Previously, Deloitte worked with Philips to roll out its global HR Software as a Service (SaaS) solution to support HR transformation and drive innovation. Philips has been able to standardise and simplify core staffing processes and introduce real-time people analytics to drive better talent decisions. Nico Steyaert, Philips Head of HR Digital, enthuses about the results achieved: “Philips, and specifically its HR organisation, is undergoing a huge transformation process aimed at delivering better business value in a more efficient way.

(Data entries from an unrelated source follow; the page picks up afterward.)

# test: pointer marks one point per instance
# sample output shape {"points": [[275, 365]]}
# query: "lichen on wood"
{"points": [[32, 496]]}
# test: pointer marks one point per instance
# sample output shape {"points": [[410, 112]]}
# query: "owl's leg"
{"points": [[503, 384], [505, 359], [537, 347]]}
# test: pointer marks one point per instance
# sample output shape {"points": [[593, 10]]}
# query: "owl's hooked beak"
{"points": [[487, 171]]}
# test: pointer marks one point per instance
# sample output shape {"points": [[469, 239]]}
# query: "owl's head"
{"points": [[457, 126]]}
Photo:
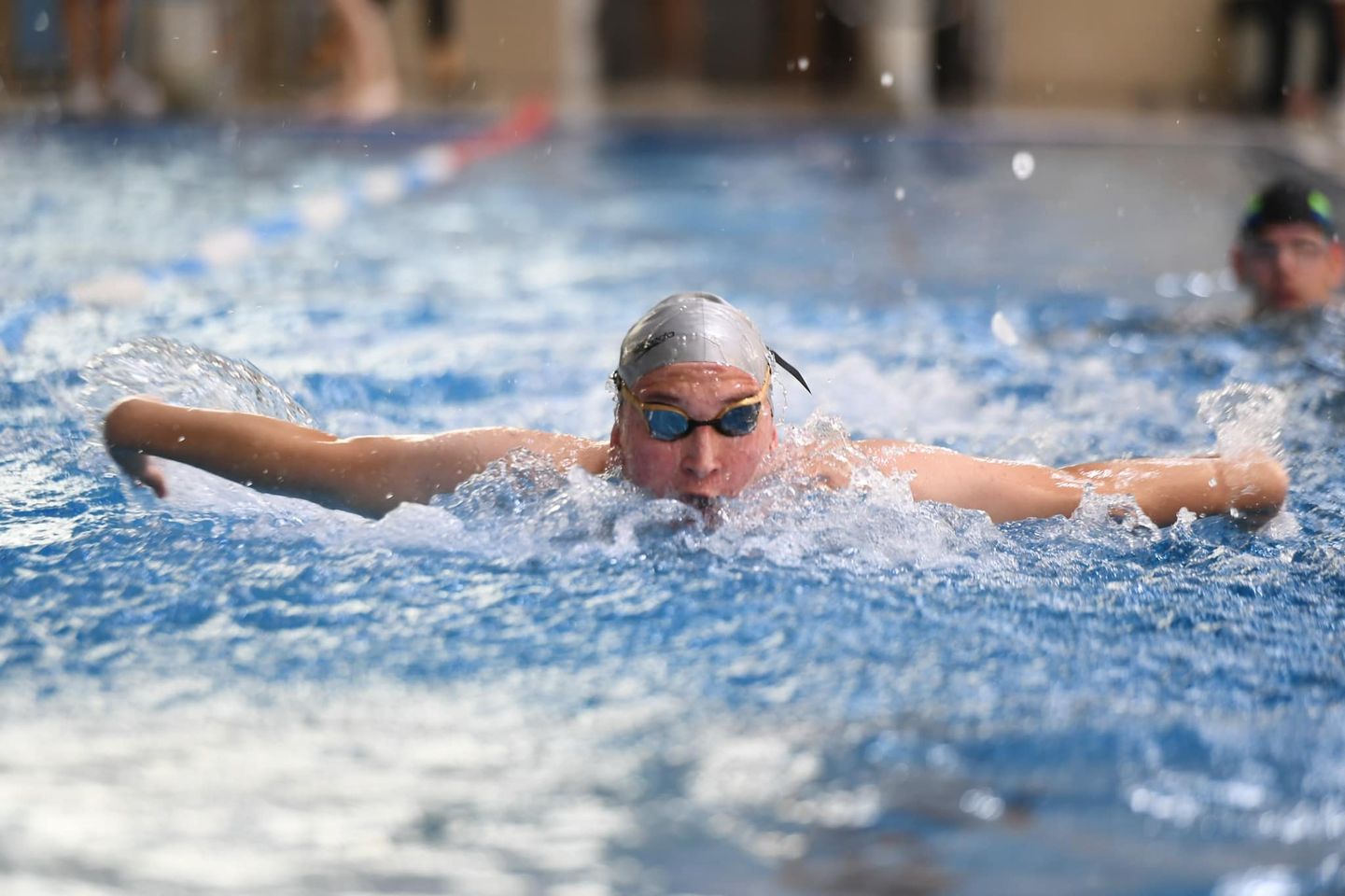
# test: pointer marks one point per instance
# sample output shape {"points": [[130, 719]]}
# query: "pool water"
{"points": [[551, 683]]}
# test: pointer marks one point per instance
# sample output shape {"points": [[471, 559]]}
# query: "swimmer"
{"points": [[1287, 253], [694, 421]]}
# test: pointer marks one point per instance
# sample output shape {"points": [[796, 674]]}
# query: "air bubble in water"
{"points": [[1024, 164]]}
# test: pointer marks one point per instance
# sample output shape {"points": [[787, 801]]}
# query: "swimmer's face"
{"points": [[704, 465], [1289, 267]]}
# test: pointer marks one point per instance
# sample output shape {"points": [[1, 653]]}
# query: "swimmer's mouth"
{"points": [[700, 502]]}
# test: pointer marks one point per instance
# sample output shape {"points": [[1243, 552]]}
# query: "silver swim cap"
{"points": [[693, 326]]}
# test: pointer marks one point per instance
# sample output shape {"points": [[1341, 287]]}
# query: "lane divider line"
{"points": [[427, 167]]}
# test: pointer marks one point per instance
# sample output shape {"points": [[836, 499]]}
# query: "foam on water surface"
{"points": [[551, 682]]}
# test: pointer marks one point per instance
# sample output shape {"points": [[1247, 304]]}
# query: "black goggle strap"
{"points": [[789, 368]]}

This was only possible because of the excellent support of Deloitte, on one hand around project execution, and the focus on results delivery, and also in providing outside-in views and help with formulating our strategic direction.”
To take Deloitte’s services to the next level, what trends is Solow seeing in people management? “Our clients are looking to move away from the endless cycle of reviews, to a system where employees are receiving continuous performance feedback throughout the course of a year, combined with mentor feedback,” he says. “Another area of interest, especially for our clients outwardly workforces, is labour cost management, which our LabourWise platform can help with by identifying trends and opportunities for change.”
Solow confirms the future for Deloitte lies with the social enterprise: “We’re just at the beginning of this social enterprise transformation within organisations and we’re seeing that with products in the market, for example the Facebook collaboration tool Workplace.” Indeed, Deloitte’s Human Capital trends report for 2018 notes the seismic changes in the workforce, the workplace, and the technologies used in the world of work: “Organisations are no longer assessed based only on traditional metrics such as financial performance, or even the quality of their products or services. Rather, organisations today are increasingly judged on the basis of their relationships with their workers, their customers and their communities, as well as their impact on society at large – transforming them from business enterprises into social enterprises.”
Looking ahead to 2019, Solow maintains Deloitte’s biggest goal revolves around helping clients identify opportunities to grow their shares services or organisations – “to deliver new services, support the automation of services and help them shift work from humans to robots while taking advantage of cognitive advances”. Solow adds that the growth of new workforce models is helping to redefine employer-worker relationships. “HR and business leaders should proactively form new leadership alliances – especially between HR and procurement – to develop strategies and help organisations take advantage of the breadth of workforce options available today.”